Ronald Lapin (1941–May 16, 1995) was an Israeli-born American surgeon, best known as a "bloodless surgeon" due to his willingness to perform surgeries on severely anemic Jehovah's Witness patients without the use of blood transfusions. He completed medical school in New York City and established his practice in Orange County, CA, in the 1970s, where he lived until his death.

He pioneered the use of the electric scalpel in such cases, which reduces blood loss during surgery. He promoted and taught the use of this and other techniques that make bloodless surgery successful.

Lapin became interested in bloodless surgery in the mid-1970s, while practicing his profession in Orange County, CA. He was approached by a severely anemic Jehovah's Witness in need of surgery (who, due to religious beliefs, could not accept a blood transfusion). During this first operation on a Witness patient, Lapin secured the help of the anesthesiologist by assuring him that the blood needed for the operation was "on its way". After successfully performing that first surgery without the use of any transfused blood, Witnesses who heard of his rare cooperation came to him for help with their surgical needs. Thus was born his practice dedicated to providing bloodless surgery for Jehovah's Witness patients from around the world.

He founded several bloodless surgery centers in Southern California, including hospitals in Norwalk, Bellflower, and Fountain Valley, and became a tireless advocate of non-blood medical management.
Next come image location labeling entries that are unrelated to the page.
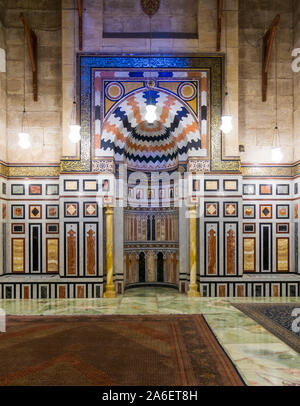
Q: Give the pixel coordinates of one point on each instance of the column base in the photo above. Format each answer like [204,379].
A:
[110,292]
[193,292]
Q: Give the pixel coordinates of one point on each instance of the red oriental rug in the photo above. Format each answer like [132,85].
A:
[113,350]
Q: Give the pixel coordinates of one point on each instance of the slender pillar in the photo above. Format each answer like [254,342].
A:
[193,253]
[110,287]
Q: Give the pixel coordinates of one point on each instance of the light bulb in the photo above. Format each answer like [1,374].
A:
[24,140]
[150,113]
[226,126]
[74,134]
[276,154]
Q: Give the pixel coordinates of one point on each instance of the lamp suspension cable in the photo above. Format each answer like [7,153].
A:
[74,134]
[150,107]
[24,137]
[226,125]
[276,150]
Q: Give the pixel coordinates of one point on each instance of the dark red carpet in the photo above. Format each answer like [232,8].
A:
[113,350]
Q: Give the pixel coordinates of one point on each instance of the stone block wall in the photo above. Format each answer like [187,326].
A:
[43,118]
[257,118]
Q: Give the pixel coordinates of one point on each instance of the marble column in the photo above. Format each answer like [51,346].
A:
[110,287]
[193,253]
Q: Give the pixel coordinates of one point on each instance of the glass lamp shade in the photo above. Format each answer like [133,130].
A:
[24,140]
[150,113]
[226,126]
[276,154]
[74,134]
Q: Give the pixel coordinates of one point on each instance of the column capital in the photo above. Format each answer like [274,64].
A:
[109,210]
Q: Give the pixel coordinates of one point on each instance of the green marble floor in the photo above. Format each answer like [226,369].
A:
[260,357]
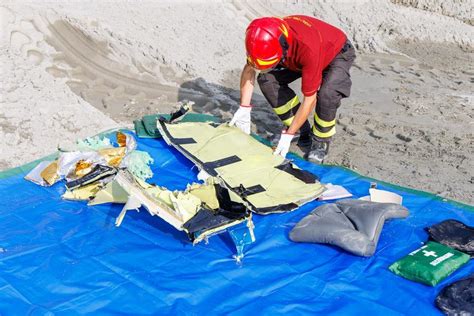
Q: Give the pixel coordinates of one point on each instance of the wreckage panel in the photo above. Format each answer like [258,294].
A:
[242,162]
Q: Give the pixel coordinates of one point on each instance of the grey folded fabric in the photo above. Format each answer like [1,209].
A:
[352,225]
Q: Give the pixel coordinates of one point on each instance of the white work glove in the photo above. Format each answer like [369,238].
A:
[284,144]
[241,118]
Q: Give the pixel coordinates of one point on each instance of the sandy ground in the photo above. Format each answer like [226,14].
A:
[72,69]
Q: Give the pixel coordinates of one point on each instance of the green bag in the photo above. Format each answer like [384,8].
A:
[430,264]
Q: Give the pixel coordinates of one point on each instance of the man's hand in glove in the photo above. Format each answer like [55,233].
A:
[241,118]
[284,144]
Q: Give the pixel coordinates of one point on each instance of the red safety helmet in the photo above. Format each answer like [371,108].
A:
[266,41]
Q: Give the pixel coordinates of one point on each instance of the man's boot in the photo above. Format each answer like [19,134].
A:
[318,152]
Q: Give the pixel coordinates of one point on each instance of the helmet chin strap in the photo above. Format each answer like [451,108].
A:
[284,47]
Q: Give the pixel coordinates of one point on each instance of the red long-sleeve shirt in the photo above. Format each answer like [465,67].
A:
[315,44]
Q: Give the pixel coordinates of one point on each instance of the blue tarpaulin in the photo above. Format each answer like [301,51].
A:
[64,257]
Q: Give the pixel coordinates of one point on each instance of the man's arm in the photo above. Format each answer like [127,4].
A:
[241,117]
[247,82]
[302,114]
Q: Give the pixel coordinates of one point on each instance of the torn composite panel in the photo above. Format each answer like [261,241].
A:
[266,182]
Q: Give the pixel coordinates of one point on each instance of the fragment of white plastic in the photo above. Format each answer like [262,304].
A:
[382,196]
[152,205]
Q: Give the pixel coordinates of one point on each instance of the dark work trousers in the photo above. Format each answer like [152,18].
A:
[336,84]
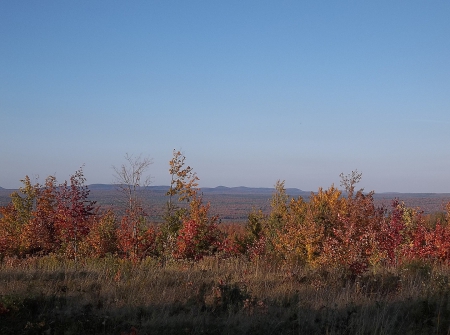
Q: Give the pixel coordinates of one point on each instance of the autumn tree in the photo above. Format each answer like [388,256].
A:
[40,236]
[15,217]
[74,213]
[132,180]
[183,188]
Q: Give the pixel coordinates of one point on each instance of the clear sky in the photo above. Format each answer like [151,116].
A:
[250,91]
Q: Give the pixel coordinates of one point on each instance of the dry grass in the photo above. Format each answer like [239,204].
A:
[233,296]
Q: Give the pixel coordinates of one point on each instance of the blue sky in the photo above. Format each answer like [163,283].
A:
[250,91]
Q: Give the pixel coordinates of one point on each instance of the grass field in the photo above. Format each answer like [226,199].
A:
[233,296]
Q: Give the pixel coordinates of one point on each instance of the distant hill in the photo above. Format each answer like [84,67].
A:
[211,190]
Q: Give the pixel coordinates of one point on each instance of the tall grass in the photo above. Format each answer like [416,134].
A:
[215,296]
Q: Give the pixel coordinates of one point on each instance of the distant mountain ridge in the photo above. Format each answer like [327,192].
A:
[211,190]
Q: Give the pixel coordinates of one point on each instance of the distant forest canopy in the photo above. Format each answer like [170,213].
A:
[348,229]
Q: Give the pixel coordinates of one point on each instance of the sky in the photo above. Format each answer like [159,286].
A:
[250,91]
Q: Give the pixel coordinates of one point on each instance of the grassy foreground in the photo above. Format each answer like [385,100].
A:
[234,296]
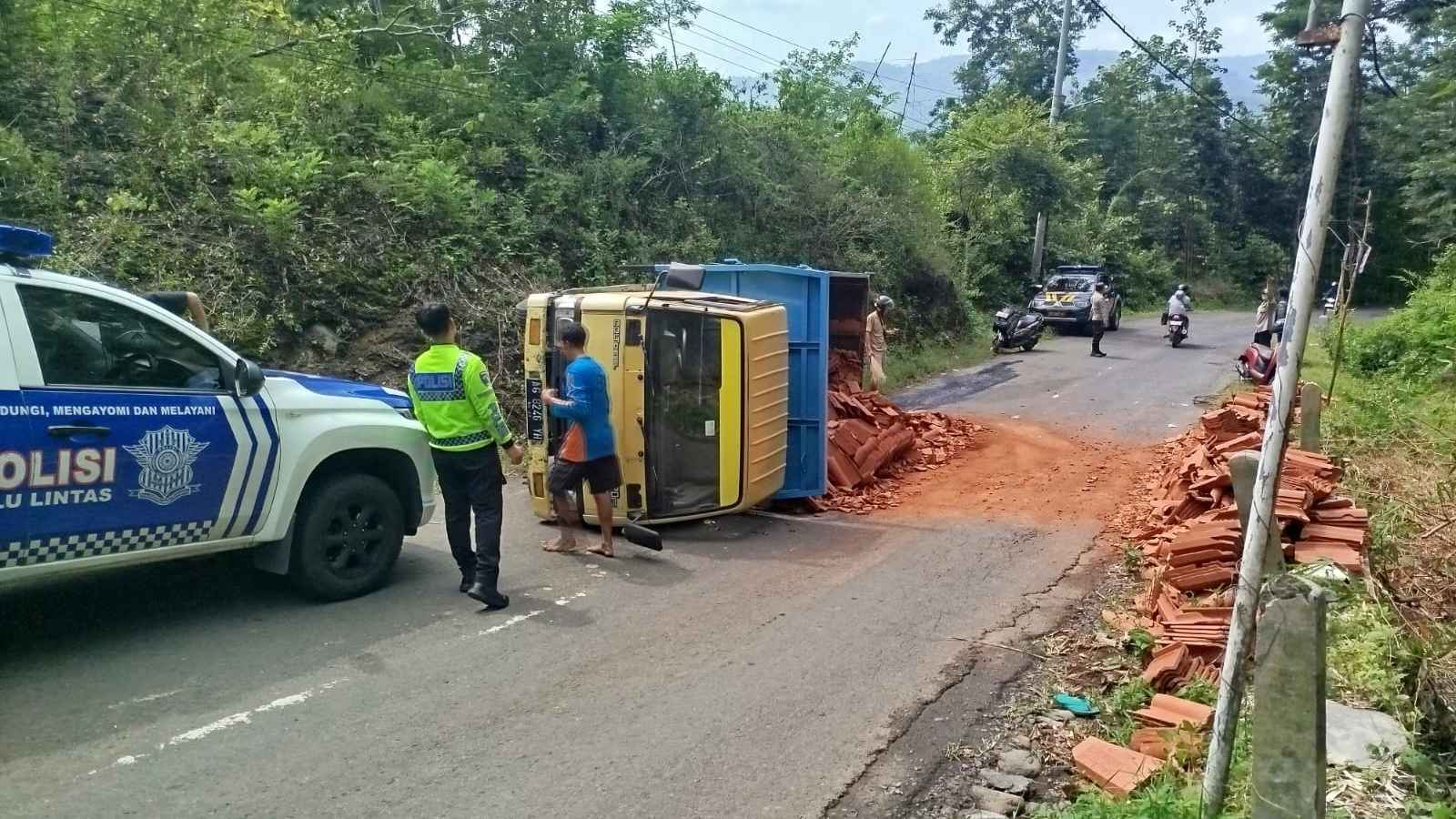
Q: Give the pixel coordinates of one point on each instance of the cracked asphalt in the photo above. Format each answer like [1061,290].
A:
[759,666]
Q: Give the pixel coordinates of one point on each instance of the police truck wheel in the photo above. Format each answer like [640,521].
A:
[347,538]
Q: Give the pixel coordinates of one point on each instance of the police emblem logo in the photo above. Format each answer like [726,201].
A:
[167,460]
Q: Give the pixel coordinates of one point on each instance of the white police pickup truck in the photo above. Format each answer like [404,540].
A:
[127,436]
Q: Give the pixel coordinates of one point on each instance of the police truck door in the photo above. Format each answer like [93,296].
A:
[130,446]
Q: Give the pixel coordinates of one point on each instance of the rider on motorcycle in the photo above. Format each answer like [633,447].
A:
[1178,305]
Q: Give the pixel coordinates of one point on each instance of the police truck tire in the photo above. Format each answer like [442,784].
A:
[347,538]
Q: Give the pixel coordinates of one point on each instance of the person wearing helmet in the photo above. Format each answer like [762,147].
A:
[1178,305]
[1101,312]
[875,339]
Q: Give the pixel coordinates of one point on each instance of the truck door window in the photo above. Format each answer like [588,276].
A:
[82,339]
[684,363]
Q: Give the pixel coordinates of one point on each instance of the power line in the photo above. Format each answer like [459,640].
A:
[1181,80]
[220,35]
[749,53]
[883,108]
[701,7]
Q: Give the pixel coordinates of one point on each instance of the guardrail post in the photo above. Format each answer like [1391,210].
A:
[1310,404]
[1289,702]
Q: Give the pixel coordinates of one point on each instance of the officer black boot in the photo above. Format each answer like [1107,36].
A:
[484,589]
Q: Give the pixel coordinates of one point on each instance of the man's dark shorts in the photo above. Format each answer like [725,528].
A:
[602,475]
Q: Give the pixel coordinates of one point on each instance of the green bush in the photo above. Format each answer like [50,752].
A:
[1416,339]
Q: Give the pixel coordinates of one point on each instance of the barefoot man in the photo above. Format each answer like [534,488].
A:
[589,450]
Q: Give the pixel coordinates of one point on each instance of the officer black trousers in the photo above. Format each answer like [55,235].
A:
[470,482]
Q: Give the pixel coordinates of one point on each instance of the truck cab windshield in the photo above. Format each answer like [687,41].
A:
[684,361]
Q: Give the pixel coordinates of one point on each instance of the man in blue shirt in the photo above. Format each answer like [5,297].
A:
[589,452]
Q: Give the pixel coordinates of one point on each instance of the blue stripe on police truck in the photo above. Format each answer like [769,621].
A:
[94,544]
[268,465]
[155,472]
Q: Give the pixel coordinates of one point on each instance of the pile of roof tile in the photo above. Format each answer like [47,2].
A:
[1169,724]
[870,439]
[1191,545]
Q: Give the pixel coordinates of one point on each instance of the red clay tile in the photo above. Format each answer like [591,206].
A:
[1113,768]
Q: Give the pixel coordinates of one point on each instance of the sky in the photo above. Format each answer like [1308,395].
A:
[903,26]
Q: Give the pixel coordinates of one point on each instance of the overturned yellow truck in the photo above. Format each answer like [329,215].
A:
[699,387]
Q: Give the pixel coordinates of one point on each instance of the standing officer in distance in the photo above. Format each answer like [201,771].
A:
[1101,314]
[453,398]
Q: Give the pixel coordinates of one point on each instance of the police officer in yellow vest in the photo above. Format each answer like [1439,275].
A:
[453,398]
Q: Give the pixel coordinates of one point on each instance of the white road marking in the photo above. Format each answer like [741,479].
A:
[510,622]
[239,719]
[147,698]
[244,717]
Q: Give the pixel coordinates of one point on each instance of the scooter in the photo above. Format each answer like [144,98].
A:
[1177,329]
[1257,363]
[1016,327]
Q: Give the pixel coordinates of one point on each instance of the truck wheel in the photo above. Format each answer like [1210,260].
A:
[347,538]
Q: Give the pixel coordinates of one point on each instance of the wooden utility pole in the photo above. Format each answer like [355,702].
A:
[1038,247]
[1318,201]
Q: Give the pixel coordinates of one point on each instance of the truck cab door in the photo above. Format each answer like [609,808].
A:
[136,440]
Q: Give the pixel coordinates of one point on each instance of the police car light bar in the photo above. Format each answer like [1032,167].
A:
[24,242]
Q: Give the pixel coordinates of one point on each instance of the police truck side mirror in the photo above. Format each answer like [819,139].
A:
[248,378]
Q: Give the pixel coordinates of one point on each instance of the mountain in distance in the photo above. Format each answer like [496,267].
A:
[939,73]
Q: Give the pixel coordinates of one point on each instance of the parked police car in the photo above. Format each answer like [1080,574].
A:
[127,435]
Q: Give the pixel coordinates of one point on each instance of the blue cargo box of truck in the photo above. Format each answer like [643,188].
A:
[826,309]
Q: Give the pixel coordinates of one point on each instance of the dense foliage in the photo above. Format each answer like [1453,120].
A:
[335,162]
[1417,339]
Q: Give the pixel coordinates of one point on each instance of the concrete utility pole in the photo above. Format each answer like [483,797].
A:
[909,85]
[1040,245]
[1322,182]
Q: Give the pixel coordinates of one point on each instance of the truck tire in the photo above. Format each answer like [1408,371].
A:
[347,538]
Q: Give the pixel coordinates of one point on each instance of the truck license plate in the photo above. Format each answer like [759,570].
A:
[535,411]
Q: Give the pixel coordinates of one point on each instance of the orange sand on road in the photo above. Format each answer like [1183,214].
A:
[1026,472]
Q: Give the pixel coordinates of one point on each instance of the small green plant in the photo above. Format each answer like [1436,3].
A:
[1200,691]
[1139,642]
[1130,695]
[1132,555]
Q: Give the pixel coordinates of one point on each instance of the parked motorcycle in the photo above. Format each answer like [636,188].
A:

In 1980, Lapin was chosen by a Japanese pharmaceutical firm to operate on Jehovah's Witness patients, with conditional FDA approval, using Fluosol DA, an "artificial blood" substitute. The unique oxygen-carrying properties of the product were the subject of a segment on the ABC television program "That's Incredible!". During the show, one of Lapin's patients, Donna Graham of Winchester, CA, was shown recovering from an emergency hysterectomy, having received approval for a transfusion of the "artificial blood" due to extreme loss of blood prior to admission. An unusual stunt on the program showed a mouse being immersed in the product, and yet, due to its blood being oxygenated via the fluid, it did not drown. After a tabloid newspaper accused the show of hiding the later death of the mouse, the stunt was repeated on another segment of the program.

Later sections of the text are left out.